They drove through the evening and approached Alexandria in the dead of night. Alex felt a little spike of hope as he saw the modest skyline take murky shape in the moonlight. Maybe his mom’s past really was the key to her present. It made sense. In a vast, foreign country, wouldn’t she stick to the places she knew? He hoped they’d find another clue — or better yet, his mom herself.
But Alex was worried, too. The closer they got, the more the questions dogged him: Why was she running? Why didn’t she contact him? A scary thought popped into his head, fully formed: She’s given me life twice now — is she angry about what it has cost? He shook his head hard to clear it. He felt frustrated and guilty and lost as his thoughts slid by darkly, like the view outside the car windows. I need to make this right. It’s up to me. This time his head stayed as still as stone.
Alexandria was a city of millions, and the houses on the outskirts quickly gave way to bigger buildings: apartments, offices, stores. But most of them were dark now, lumbering shadows slipping silently by. Only streetlights and sparse headlights lit their way.
“I have an old colleague that we can stay with,” said Todtman. “We’ll be safe there while we follow your mom’s trail.”

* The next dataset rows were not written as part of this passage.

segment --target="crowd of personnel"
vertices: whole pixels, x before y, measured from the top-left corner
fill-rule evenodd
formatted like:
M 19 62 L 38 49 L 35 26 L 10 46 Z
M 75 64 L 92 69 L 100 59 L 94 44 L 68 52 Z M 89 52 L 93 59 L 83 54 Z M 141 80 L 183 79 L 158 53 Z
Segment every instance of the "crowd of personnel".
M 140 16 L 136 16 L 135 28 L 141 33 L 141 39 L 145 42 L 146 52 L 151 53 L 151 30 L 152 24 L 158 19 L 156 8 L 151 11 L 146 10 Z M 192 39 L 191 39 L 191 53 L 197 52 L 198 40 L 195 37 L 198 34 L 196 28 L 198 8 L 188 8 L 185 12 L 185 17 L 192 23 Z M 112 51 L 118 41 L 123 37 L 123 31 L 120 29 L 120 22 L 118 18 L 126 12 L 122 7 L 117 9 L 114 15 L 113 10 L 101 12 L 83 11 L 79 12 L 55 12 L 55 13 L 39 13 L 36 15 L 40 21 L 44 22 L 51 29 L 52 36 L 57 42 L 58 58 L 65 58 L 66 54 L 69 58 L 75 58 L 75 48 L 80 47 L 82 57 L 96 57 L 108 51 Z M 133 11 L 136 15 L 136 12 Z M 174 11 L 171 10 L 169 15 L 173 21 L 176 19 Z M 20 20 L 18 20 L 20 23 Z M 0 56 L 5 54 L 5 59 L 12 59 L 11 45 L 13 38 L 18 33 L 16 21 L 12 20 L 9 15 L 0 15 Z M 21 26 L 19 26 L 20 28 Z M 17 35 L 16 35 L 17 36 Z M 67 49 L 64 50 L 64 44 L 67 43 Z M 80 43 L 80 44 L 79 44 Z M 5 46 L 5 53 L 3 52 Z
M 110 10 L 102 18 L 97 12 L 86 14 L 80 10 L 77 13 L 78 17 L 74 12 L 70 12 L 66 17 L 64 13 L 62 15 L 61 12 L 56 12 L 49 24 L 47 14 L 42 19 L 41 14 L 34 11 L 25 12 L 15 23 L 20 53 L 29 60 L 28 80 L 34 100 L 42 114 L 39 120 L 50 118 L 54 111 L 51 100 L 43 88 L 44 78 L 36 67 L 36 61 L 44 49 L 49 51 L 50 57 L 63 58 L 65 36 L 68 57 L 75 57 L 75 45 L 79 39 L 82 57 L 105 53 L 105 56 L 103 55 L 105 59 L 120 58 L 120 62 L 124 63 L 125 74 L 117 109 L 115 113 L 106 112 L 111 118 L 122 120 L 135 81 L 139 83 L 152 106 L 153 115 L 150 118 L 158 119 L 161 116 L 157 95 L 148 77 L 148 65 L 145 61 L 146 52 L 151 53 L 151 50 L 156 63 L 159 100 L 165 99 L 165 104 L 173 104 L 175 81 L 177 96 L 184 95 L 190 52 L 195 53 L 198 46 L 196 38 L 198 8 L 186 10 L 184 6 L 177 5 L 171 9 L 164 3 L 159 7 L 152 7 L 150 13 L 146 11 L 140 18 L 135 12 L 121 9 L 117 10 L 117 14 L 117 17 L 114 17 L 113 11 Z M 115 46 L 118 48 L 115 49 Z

Alex leaned forward to assess their surroundings. The neighborhood had changed again. The big blocky buildings had given way to smaller, sleeker ones. Shiny metal edges and wide glass windows caught the headlights as they passed, the subtle flourishes of expensive modern architecture. “Uh, these are really fancy houses,” said Alex.
“This is like the Upper East Side of Alexandria,” said Ren, and Alex laughed despite himself.
“How do you say Park Avenue in Arabic?” he said.
Ren chortled. “Is this guy rich?” she asked Todtman, leaning forward for a better look.
“This woman,” said Todtman. “And very.”
Todtman pulled into a driveway and stopped at a metal gate. He lowered his window and said something into a speaker in rapid, hushed Arabic. A few moments later, the gate slid back with a smooth mechanical hum.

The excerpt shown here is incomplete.